Fuar macerasının gerçek yüzü!


Bir önceki yazımda ne kadar yoğun ve yorucu olduğundan bahsetmiştim sadece. Şimdiyse işin en tatlı kısımları ballı anıları geliyor efendim.

Metrobüs sapığı: Biz o sabahın erken saatlerinde soğuktan korunmak ve rahat olmak için seçtiğimiz 0 dekolte kıyafetlerle lahana gibiydik. Bindik metrobüse, karşımıza bir adam oturdu. Ama nasıl bir adam!? Biz konuşuyoruz o bize bakıyor, bir gülüyoruz kendi kendine gülüyor, X-ray gözleri varmışçasına göğüslerimizi kesiyor ve tum bunları ayan beyan yapıyor. Yüzüne bakıyoruz "WTF??" ifadesiyle, o da yüzümüze bakıyor gülüyor. Baktık olmayacak kalkıp daha önlerde bir yere geçiyoruz. Adam en utanmaz bir halde HALA arkasına dönüp bize bakıyor. Sonra yerinden kalkıyor, biz tam ortalığı ayağa kaldırma planları yaparken görüyoruz ki iniyor. Daha sonra öğreniyorum ki, adam arkadaşımın bacağına ayağıyla falan sürtmeye çalışıyormuş. La havla çekiyor ve yolumuza devam ediyoruz.

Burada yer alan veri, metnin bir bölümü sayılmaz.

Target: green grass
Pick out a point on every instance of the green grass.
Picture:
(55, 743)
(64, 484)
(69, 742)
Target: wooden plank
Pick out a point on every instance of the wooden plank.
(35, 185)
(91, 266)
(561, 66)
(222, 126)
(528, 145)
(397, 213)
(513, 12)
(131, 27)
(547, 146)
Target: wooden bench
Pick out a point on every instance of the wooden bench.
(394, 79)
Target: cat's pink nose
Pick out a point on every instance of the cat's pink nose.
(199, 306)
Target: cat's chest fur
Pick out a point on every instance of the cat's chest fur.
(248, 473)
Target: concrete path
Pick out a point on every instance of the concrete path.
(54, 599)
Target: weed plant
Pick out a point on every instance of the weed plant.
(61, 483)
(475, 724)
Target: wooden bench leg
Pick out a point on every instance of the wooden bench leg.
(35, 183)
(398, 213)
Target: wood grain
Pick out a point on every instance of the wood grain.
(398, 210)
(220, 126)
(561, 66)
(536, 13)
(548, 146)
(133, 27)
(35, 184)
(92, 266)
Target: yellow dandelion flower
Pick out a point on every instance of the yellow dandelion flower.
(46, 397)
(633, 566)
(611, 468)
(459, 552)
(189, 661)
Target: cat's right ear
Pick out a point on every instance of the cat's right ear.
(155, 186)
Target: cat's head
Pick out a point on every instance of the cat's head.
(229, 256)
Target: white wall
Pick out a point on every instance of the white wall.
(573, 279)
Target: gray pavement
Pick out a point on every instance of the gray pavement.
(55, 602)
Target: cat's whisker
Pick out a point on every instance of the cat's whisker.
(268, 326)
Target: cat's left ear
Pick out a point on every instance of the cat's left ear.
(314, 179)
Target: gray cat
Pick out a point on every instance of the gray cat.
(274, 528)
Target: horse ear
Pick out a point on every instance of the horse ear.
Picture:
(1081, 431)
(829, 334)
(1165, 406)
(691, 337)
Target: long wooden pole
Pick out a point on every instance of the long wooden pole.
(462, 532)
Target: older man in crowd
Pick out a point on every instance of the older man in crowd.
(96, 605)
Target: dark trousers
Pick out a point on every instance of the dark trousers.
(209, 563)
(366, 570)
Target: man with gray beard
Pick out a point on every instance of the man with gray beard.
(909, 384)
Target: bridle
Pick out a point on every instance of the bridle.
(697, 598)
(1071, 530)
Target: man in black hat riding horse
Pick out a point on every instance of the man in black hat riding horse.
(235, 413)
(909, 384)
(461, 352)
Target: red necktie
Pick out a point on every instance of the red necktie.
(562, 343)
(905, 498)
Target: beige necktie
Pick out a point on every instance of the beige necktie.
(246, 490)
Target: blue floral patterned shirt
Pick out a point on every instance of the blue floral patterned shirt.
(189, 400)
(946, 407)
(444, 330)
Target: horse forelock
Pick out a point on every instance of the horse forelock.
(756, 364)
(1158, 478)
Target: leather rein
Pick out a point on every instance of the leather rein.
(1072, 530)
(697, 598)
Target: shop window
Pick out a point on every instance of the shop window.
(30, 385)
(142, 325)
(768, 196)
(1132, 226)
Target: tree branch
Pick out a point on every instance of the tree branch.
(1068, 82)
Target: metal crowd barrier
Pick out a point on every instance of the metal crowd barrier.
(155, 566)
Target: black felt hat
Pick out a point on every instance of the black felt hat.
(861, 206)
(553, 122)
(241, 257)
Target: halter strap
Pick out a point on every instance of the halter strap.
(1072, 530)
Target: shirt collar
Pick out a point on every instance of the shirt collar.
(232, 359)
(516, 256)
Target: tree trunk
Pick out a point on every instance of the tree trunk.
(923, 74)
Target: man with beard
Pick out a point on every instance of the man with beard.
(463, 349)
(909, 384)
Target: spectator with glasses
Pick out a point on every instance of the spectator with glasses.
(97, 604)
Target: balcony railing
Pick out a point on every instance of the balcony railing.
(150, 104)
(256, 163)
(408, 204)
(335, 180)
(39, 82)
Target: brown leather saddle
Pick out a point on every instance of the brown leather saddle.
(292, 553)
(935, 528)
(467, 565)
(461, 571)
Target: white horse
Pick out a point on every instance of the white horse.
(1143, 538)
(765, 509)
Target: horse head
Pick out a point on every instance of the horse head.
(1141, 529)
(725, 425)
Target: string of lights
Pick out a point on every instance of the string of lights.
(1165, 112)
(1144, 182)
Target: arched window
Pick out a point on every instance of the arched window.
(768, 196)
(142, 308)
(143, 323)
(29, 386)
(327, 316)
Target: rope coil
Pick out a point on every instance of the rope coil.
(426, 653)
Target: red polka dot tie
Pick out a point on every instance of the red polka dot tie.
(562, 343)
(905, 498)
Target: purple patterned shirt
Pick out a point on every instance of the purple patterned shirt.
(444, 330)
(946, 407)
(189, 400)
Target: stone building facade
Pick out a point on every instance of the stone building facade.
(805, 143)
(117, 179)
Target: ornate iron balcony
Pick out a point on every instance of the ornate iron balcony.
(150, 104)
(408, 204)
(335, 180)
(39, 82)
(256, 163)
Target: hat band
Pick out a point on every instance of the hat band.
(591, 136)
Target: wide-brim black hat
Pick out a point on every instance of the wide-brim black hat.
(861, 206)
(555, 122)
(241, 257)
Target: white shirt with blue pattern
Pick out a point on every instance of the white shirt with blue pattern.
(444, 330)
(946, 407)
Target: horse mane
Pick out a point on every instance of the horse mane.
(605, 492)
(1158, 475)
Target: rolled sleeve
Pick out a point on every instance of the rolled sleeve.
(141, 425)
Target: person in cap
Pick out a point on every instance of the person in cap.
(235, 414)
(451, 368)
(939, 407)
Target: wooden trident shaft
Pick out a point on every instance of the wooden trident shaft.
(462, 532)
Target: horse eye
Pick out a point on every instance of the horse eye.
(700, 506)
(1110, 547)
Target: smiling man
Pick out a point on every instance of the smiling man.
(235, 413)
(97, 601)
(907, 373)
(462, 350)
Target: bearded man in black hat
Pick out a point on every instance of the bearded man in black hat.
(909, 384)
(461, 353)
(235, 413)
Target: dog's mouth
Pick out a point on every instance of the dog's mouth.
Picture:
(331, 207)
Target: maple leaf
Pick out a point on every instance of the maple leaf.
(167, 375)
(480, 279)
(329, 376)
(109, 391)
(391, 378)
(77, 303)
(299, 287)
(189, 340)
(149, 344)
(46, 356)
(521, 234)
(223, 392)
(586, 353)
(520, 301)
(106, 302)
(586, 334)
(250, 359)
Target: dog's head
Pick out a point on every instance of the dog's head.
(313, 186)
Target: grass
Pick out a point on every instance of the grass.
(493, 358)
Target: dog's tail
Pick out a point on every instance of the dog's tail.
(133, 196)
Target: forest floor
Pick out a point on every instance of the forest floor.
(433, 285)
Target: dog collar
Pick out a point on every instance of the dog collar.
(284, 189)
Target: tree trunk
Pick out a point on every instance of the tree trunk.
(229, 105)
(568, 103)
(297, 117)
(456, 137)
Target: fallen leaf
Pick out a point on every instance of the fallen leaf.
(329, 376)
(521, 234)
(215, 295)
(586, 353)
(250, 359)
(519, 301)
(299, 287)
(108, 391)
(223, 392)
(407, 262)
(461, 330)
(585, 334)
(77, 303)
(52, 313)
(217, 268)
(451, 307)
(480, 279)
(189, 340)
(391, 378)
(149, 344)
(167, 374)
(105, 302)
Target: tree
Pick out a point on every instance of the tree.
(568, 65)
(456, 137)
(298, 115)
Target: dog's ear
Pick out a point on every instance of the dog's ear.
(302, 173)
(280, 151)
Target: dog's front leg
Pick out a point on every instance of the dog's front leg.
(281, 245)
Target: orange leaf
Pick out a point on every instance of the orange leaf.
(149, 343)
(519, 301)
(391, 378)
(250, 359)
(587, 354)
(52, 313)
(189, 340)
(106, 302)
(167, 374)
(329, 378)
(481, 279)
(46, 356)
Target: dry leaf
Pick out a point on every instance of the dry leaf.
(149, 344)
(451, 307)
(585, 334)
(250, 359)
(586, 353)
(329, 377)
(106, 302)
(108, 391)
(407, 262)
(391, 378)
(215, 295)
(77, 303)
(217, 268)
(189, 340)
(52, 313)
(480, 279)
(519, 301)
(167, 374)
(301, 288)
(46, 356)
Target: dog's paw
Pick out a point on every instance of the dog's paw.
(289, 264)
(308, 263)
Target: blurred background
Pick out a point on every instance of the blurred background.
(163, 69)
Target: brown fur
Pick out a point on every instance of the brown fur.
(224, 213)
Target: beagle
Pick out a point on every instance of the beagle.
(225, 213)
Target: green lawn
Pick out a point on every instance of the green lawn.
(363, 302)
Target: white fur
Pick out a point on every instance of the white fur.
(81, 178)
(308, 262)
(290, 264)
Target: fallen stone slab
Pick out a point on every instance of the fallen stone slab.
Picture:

Laika yayınevi: Bu standda ben Alice'in kitabını alıyordum. Arkadaşımsa acaba bir fantastik seriye mi başlasam diye düşünmekteydi. Gözü bir kitap kapağına takıldı. "Aaa, ne güzel bu" gibi bir şey söyledi. Bense gayet rahat bir şekilde, "hmm, kara elfler iyidir baya sevebilirsin o karakterleri" dedim. Artık iki senedir nasıl dinleyip öğrendiysem utanmasam kitap önereceğim. Bu arada muhabbeti gören stand abisi(yahşuhlu) kitap önermeye girişti. Arkadaşıma bayağı uzun bir serinin ilk kitabını da sattı. Ardından bana nasıl bir şey isteyeceğimi sordu. "Sevmiyorum ben fantastik falan" dediğimde de iyi bir ebleme dönemi geçirdi. Kardeşim ilgilenmiyorum ne var, bilgim olamaz mı?


Açlık: Arkadaşım kahvaltı bile yapmadığından bayılma tehlikesiyle karşı karşıyaydı. Kendisine belli aralıklarla kek-ekmek ve elma dilimi tıkıştırarak ayakta kalmasını sağladım.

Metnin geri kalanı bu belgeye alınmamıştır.